Journey To The Center Of The Earth Review

Journey To The Center Of The Earth
An intrepid professor leads a party of explorers toward the centre of the Earth, a journey of wonder and terror that will lead to confrontations with prehistoric creatures and a lost world beneath their very feet.

by Ian Nathan |
Published on
Release Date:

05 Jul 2018

Running Time:

132 minutes

Certificate:

U

Original Title:

Journey To The Center Of The Earth

An excellent science fiction fable from the Verne-adaptation school of wonder over paranoia, plain storytelling over satire.  You don’t become entranced by this whimsical fable of adventurers discovering an incredible world below the surface, complete with lost cities, prehistoric creature, and an underground ocean, for any clever-clever commentary, but for the transporting power of old-fashioned fantasy. It’s what use to be deemed a ‘family adventure” but that sounds too detrimental now.

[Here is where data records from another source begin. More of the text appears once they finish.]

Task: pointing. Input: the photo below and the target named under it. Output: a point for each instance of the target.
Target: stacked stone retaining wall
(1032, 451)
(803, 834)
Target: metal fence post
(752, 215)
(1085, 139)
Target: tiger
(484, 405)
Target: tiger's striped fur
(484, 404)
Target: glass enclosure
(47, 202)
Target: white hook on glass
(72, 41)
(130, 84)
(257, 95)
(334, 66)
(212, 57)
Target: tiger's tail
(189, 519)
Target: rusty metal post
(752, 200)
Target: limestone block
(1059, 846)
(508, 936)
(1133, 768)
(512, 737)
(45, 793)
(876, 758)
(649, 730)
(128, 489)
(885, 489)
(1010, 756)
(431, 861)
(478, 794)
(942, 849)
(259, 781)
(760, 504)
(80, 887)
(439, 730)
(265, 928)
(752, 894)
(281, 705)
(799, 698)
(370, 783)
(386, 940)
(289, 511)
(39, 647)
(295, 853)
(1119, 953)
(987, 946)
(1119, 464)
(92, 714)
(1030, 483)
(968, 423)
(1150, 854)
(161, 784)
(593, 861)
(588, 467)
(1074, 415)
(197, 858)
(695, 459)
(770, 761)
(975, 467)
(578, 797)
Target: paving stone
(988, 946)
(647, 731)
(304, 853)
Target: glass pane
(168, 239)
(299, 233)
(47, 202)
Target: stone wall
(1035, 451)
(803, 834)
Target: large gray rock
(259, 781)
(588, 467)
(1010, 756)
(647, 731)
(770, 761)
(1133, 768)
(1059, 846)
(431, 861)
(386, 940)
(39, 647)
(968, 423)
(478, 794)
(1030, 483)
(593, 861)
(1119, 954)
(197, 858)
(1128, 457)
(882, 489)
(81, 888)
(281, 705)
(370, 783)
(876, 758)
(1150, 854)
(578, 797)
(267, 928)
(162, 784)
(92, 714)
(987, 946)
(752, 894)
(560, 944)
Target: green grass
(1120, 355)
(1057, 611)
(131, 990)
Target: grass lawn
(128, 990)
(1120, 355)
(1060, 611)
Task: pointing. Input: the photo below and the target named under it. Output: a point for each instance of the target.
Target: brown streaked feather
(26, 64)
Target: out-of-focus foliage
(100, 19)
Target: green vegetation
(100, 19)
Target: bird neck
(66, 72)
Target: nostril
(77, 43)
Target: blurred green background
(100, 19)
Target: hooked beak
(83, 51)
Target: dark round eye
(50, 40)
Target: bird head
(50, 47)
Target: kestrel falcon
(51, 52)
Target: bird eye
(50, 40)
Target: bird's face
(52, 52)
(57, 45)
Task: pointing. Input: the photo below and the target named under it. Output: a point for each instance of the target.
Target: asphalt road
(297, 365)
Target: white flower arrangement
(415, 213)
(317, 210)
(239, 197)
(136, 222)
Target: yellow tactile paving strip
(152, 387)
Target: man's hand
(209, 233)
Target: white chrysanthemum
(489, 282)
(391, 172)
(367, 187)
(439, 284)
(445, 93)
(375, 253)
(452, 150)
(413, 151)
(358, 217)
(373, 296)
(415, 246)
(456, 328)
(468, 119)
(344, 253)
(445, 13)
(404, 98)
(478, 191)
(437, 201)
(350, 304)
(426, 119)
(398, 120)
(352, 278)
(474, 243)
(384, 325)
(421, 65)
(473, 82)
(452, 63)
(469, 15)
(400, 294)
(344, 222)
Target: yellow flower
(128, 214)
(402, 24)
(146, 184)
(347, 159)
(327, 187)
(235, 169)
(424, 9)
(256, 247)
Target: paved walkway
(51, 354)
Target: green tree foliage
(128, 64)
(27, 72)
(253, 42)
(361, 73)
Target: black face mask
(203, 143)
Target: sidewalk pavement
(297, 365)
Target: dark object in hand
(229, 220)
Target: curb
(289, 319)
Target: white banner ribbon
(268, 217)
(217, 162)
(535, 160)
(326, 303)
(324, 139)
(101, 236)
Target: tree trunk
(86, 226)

While deviating from the original Verne text considerably, Henry Levin’s tale still carries that spirit of credible connection. It wants us to believe in its science. Having the redoubtable tone of James Mason helps, he’s the brainiac geologist Lindenbrook at the head of the mission who with shades of Scott’s race to the South Pole, finds his best friend Goetaborg has ploughed on ahead of him alone. Lindenbrook, sensibly with a sturdy team behind — including crooner Pat Boone as young hero sort Alec McEwen and a fetching goose—also discovers traces of another explorer who may have ventured this way centuries before. There’s a small murder plot, and a cool spike of scientific rivalry, but the film is essentially an underground picaresque through a series of vivid sets stunning lit to give the effect of the vast and subterranean.

It has dated a fair bit, but it’s a film that takes its far-fetchedness seriously, and delivers a thrilling adventure that untrammelled by cheese, melodrama or ludicrous tribes of extras shabbily dressed bird-beings or lizard men.

Still captivating despite the obviously dated effects.